The great global land grab
Date: Saturday, November 07 @ 18:18:00 PST
Topic: Public Policy; Political and Legal News


The global food crisis has prompted various rich countries to start buying up land in the poorer world to secure their food supplies. As well as affecting domestic food supplies in the countries affected, Sue Branford says it could be a time bomb for the world’s ability to cope with climate change

News of another big land deal between a rich nation and a poor developing country is becoming a common occurrence. In August a group of Saudi investors said that they would be investing $1 billion in land in Africa for rice cultivation. They are calling it their ‘7x7x7 project’, since they are aiming to plant 700,000 hectares of land to produce seven million tonnes of rice in seven years. The land will be distributed over several countries: Mali, Senegal and maybe Sudan and Uganda.

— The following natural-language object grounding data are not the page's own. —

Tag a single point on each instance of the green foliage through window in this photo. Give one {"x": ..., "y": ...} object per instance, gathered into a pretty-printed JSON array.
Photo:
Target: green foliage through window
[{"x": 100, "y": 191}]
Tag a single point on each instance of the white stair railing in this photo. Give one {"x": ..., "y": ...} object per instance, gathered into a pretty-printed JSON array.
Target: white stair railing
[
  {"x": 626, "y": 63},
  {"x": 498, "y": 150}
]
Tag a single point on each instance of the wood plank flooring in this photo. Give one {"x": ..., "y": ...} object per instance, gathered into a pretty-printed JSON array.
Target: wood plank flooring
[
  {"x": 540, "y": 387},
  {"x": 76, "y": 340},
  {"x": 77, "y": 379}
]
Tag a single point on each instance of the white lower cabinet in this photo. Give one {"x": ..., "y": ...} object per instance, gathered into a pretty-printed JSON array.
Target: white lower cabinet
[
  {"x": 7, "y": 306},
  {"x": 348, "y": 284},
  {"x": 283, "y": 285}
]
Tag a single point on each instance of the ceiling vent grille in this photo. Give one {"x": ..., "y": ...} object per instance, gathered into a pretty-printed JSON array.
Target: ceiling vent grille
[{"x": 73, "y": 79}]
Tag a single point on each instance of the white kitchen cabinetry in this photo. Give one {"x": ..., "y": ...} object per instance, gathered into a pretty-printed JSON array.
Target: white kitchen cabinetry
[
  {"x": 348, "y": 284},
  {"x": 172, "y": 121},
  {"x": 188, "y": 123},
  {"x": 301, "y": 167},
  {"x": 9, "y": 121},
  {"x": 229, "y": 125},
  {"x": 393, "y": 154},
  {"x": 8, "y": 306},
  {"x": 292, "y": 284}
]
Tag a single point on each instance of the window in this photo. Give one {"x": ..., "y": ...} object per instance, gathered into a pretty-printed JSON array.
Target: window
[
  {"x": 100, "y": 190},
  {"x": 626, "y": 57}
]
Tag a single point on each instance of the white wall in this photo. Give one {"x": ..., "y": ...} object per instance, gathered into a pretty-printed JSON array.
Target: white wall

A few weeks earlier South Korea acquired 700,000 hectares of land in Sudan, also for rice cultivation. India is funding a large group of private companies to buy 350,000 hectares in as-yet unspecified countries in Africa. A group of South African businessmen is negotiating an 8 million hectare deal in the Democratic Republic of Congo. And so it goes on. The United Nations believes that at least 30 million hectares (about 74 million acres, well over the size of the UK) were acquired by outside investors in the developing world during the first half of this year alone.

The land grab was indirectly spawned by the international financial crisis. It’s interesting to trace the investors’ train of thought because it says a lot about the kind of world we’re heading towards. Some two years ago many financial players – the investment houses that manage workers’ pensions, private equity funds, hedge funds, big grain traders and so on – saw that the sub-prime mortgage bubble was about to burst and moved money into the safer commodities market. Although there was no real shortage of food, food prices (especially of cereals, but also of dairy and meat) rose dramatically.

Countries dependent on food imports were badly hit, with a big increase in the domestic price of some food staples, particularly rice. People coped by changing their eating habits, in many cases cutting back on meals, but they also took to the streets to demand government action. By early 2008 riots had broken out in nearly 40 countries, instilling fear among the world’s political elite. Panic-stricken governments rushed to increase their food imports, leading several food-producing nations to restrict exports, fearful that they too could be hit by shortages.

The big winners from the crisis were not the farmers, as one might have expected. They enjoyed a big increase in the prices they were paid at the farm gate, but all their potential income gains were gobbled up by higher production costs. The people who made a real killing were the suppliers of agricultural inputs. With their quasi-monopoly control over seeds, pesticides, fertilisers and machinery, these giant companies made obscene profits out of the higher prices squeezed out of largely poor populations.